The escalation of the tension in the Bab-el-Mandeb strait through the first quarter, with further attacks on oil tankers, has seen a significant decline in international tonnage of all types transiting the strait and the Suez Canal. The alternative trade route via the Cape of Good Hope adds considerable tonnemile to the oil trade, and there is no sign that this will change in the near future. Looking specifically at the VLCC segment and the 6-8 monthly liftings from the Middle East to Europe that historically have passed the conflict area, the majority of owners and charterers are now opting for the longer, safer transit route via the Cape. This adds around 15 days to the laden leg of the voyage, and apart from delaying crude supplies reaching Europe, it also increases tonnemile demand for the VLCC segment.

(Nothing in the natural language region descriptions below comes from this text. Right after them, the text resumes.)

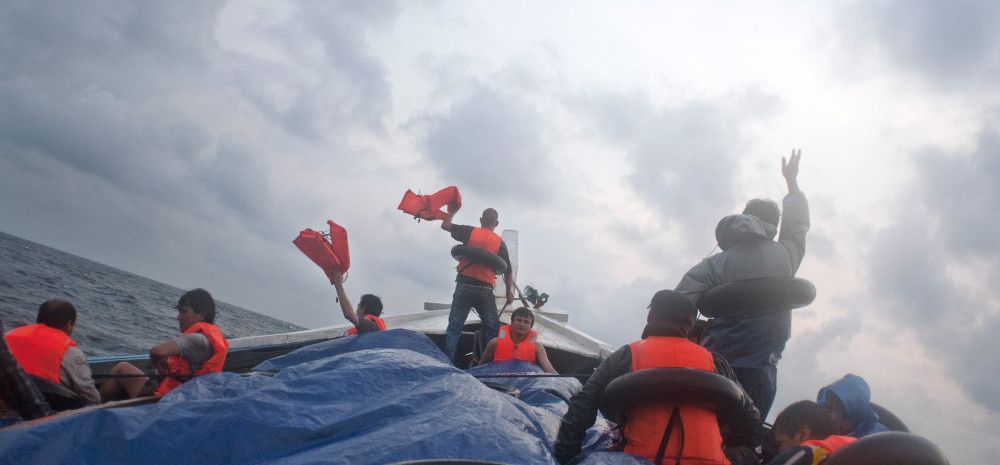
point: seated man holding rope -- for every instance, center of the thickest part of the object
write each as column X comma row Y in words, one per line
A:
column 647, row 431
column 517, row 341
column 201, row 348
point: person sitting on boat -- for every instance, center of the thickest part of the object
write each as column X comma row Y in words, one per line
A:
column 474, row 283
column 200, row 349
column 517, row 341
column 753, row 345
column 804, row 433
column 45, row 350
column 664, row 344
column 368, row 317
column 848, row 400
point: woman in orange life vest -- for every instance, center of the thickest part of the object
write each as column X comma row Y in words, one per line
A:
column 518, row 342
column 664, row 344
column 200, row 349
column 804, row 435
column 367, row 318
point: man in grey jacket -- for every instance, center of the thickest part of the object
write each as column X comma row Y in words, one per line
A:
column 753, row 344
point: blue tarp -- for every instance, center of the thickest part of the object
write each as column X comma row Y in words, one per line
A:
column 373, row 399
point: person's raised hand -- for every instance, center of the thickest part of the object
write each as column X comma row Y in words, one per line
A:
column 335, row 277
column 790, row 169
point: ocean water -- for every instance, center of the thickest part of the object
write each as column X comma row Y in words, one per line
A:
column 117, row 312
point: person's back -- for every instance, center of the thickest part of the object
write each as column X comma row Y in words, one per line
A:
column 753, row 344
column 46, row 351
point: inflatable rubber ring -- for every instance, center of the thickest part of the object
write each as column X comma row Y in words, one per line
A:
column 888, row 419
column 491, row 260
column 756, row 297
column 672, row 386
column 892, row 448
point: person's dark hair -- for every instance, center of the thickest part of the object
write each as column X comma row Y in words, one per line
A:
column 201, row 302
column 670, row 314
column 490, row 217
column 372, row 304
column 765, row 209
column 56, row 313
column 808, row 413
column 524, row 312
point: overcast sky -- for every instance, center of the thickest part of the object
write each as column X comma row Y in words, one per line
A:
column 190, row 142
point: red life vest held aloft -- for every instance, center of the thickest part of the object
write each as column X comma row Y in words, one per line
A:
column 507, row 349
column 378, row 321
column 481, row 238
column 829, row 445
column 645, row 426
column 328, row 254
column 39, row 350
column 428, row 207
column 180, row 369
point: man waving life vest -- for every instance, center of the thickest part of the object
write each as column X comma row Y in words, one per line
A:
column 474, row 283
column 664, row 344
column 368, row 317
column 517, row 341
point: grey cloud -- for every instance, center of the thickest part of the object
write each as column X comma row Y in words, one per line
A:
column 952, row 223
column 683, row 157
column 949, row 43
column 491, row 142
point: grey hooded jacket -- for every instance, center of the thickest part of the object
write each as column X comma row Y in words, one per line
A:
column 748, row 252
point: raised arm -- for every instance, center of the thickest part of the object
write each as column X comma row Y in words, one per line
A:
column 446, row 223
column 337, row 280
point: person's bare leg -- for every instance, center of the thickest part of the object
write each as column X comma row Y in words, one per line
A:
column 132, row 385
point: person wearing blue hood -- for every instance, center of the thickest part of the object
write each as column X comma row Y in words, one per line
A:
column 753, row 344
column 848, row 400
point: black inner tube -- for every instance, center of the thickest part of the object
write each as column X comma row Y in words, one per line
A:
column 672, row 386
column 756, row 296
column 477, row 255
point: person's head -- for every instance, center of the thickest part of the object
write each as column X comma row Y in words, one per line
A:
column 370, row 304
column 670, row 314
column 765, row 209
column 193, row 307
column 847, row 399
column 58, row 314
column 800, row 422
column 521, row 321
column 490, row 218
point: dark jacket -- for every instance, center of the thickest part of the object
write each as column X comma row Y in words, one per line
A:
column 748, row 252
column 583, row 406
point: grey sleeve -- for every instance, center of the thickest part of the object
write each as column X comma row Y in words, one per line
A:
column 794, row 226
column 75, row 373
column 195, row 348
column 699, row 279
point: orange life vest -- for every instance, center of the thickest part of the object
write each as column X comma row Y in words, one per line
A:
column 829, row 445
column 508, row 350
column 180, row 369
column 481, row 238
column 39, row 350
column 428, row 207
column 328, row 254
column 378, row 321
column 645, row 426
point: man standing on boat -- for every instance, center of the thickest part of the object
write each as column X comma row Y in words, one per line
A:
column 474, row 283
column 517, row 341
column 753, row 344
column 664, row 344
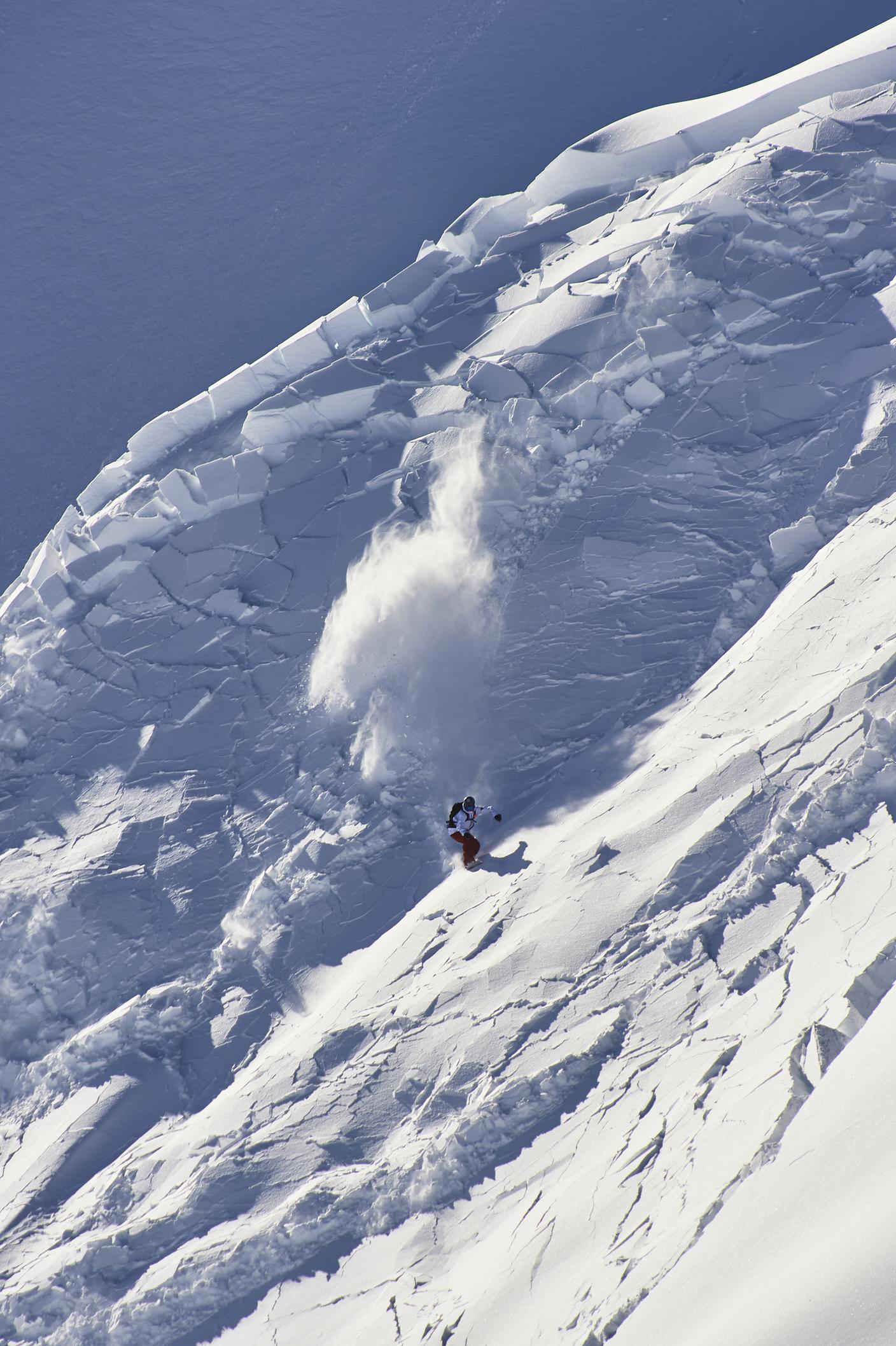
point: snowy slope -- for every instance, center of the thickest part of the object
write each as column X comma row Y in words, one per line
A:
column 187, row 183
column 588, row 509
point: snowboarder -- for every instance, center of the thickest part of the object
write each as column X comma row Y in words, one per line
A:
column 462, row 820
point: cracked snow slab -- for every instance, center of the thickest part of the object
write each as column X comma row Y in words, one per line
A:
column 592, row 509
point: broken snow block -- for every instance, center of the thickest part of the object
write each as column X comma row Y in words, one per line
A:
column 17, row 602
column 109, row 482
column 220, row 482
column 305, row 350
column 611, row 407
column 642, row 395
column 183, row 490
column 270, row 370
column 139, row 589
column 496, row 382
column 797, row 543
column 236, row 393
column 154, row 440
column 194, row 416
column 252, row 474
column 283, row 423
column 54, row 595
column 346, row 325
column 664, row 344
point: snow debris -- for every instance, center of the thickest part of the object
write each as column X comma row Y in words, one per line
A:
column 588, row 510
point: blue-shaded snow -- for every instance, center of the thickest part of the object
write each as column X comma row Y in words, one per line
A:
column 192, row 183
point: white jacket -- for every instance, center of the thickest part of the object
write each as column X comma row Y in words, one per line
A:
column 466, row 818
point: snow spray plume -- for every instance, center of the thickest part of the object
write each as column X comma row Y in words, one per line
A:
column 404, row 649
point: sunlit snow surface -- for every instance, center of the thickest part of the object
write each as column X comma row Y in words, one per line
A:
column 275, row 1072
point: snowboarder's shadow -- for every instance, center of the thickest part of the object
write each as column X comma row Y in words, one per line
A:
column 513, row 863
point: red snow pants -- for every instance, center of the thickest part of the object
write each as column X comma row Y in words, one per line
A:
column 470, row 845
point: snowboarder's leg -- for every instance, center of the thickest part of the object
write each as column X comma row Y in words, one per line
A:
column 471, row 848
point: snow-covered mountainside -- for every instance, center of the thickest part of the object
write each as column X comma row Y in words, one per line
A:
column 587, row 510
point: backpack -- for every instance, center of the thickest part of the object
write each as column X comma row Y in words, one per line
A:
column 455, row 810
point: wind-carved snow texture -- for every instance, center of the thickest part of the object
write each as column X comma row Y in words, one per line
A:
column 591, row 508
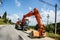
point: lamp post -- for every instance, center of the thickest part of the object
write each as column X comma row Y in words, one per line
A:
column 55, row 18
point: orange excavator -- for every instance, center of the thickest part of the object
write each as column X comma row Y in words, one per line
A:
column 41, row 30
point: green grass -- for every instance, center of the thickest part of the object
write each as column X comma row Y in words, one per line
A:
column 1, row 21
column 52, row 35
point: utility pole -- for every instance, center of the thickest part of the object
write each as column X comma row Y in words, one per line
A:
column 55, row 18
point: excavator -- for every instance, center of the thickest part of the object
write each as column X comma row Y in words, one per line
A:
column 41, row 30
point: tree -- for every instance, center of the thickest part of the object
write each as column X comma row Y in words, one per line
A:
column 5, row 17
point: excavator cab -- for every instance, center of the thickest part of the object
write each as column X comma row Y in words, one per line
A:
column 25, row 27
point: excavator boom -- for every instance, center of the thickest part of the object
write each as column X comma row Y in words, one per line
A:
column 38, row 19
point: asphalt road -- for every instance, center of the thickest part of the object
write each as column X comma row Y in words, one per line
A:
column 8, row 32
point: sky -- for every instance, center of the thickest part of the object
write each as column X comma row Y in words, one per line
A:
column 17, row 8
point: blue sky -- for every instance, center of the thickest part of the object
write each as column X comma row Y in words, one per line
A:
column 17, row 8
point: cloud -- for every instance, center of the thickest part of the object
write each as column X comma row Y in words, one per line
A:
column 30, row 8
column 43, row 13
column 18, row 4
column 13, row 17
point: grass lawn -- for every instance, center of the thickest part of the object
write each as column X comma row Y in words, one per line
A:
column 52, row 35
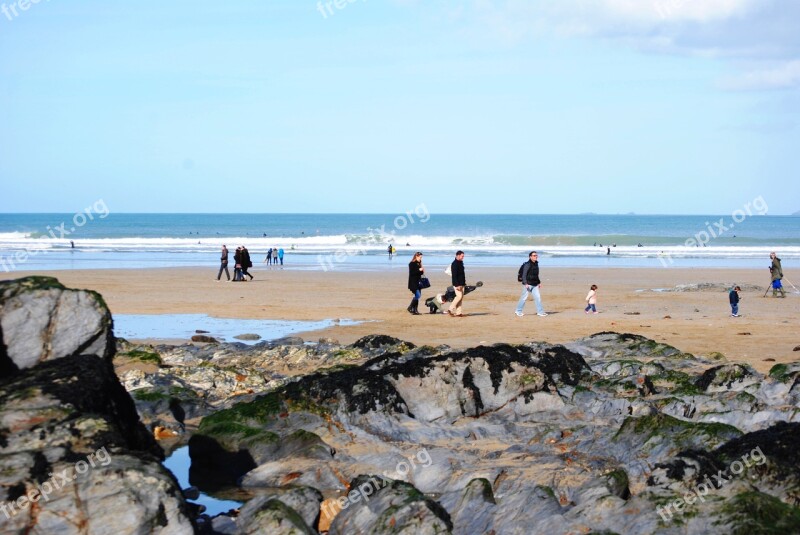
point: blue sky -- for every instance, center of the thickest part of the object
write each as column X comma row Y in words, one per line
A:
column 608, row 106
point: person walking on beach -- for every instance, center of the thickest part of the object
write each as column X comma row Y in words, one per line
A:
column 237, row 265
column 531, row 285
column 459, row 282
column 223, row 263
column 777, row 275
column 415, row 271
column 246, row 263
column 733, row 297
column 591, row 300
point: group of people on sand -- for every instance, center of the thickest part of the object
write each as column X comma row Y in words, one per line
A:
column 776, row 272
column 528, row 276
column 242, row 262
column 274, row 255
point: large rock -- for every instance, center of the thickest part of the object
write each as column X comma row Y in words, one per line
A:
column 74, row 457
column 598, row 436
column 378, row 506
column 41, row 320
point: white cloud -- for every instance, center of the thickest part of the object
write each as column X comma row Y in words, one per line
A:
column 764, row 33
column 784, row 75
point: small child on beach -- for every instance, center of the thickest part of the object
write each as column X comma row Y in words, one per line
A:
column 591, row 300
column 734, row 299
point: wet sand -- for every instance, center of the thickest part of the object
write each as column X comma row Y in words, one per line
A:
column 698, row 322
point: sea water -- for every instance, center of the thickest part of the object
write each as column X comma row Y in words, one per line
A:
column 360, row 241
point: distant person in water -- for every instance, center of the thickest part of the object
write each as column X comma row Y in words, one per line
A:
column 734, row 298
column 246, row 263
column 591, row 300
column 415, row 271
column 223, row 263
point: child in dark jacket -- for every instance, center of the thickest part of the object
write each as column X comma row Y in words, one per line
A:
column 734, row 299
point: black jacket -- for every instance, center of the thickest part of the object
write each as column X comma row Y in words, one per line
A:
column 414, row 274
column 457, row 268
column 530, row 273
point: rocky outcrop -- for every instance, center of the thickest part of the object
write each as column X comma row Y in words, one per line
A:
column 74, row 457
column 598, row 436
column 41, row 320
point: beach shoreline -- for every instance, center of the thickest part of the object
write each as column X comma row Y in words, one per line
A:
column 698, row 322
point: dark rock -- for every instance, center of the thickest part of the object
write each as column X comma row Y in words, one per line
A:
column 273, row 516
column 288, row 341
column 42, row 320
column 374, row 341
column 64, row 412
column 204, row 339
column 728, row 377
column 304, row 501
column 392, row 507
column 248, row 336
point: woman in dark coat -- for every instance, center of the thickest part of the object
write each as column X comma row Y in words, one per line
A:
column 415, row 271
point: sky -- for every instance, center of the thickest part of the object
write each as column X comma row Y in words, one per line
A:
column 377, row 106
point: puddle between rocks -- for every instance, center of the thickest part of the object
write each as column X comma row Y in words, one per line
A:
column 178, row 463
column 171, row 326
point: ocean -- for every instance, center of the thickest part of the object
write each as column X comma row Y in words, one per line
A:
column 102, row 239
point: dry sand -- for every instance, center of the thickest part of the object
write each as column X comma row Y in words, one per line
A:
column 697, row 322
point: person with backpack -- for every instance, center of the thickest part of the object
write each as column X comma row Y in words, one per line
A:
column 459, row 283
column 734, row 299
column 777, row 274
column 528, row 275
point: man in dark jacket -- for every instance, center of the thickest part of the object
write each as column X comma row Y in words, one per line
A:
column 237, row 265
column 530, row 285
column 246, row 263
column 459, row 281
column 733, row 297
column 223, row 264
column 777, row 275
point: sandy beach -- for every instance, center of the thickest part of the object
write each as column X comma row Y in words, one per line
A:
column 697, row 321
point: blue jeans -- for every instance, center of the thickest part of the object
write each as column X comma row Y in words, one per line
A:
column 534, row 291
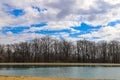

The start of this year has also seen tighter enforcement of Russian sanctions, and this threatens to once again transform the commercial framework around the trading of Russian oil. The Russian market is becoming increasingly difficult for mainstream industry players to get involved with and Russia continues to rely on the dark fleet to move its barrels. Only a few VLCCs are involved in lifting Russian cargo, and the commercial implication for our segments remains with the shift in general trade flows whereby Europe is taking more crude from the Atlantic Basin, and from the Middle East.

One of the biggest stories from this quarter has been a resurgence in VLCC tonnage ordering. The first three months of the year saw the orderbook double in size, and historically an expansion of this scale would pose a huge disruption to the freight market outlook. However, the orderbook-to-fleet ratio remains historically low even with the addition to the orderbook. The full orderbook holds 51 orders to be delivered over the next five years, equivalent to 6% of the fleet. But this compares to an ageing fleet profile of more than 200 vessels that will reach the age of 20 or older within the same time period. This means the potential for fleet exits by far exceeds additions.

Looking ahead into Q2 and beyond, the VLCC freight market looks set to continue to build on the solid foundation of cargo volumes that has persisted from last year and into this year. Recent headlines also point to both China and the US – the world’s biggest oil consuming nations – signalling the need for more oil than expected this year, driven by rising manufacturing activity and stronger-than-expected economic conditions. There is further upside ahead if the OPEC+ alliance begins to unwind production cuts, which many analysts and forecasting agencies see as a likely scenario going into the latter part of the year. Until then, the geographical mismatch between where oil demand is growing and where new supply will arise will continue to add to the tonnemile equation and to the demand for VLCC tonnage.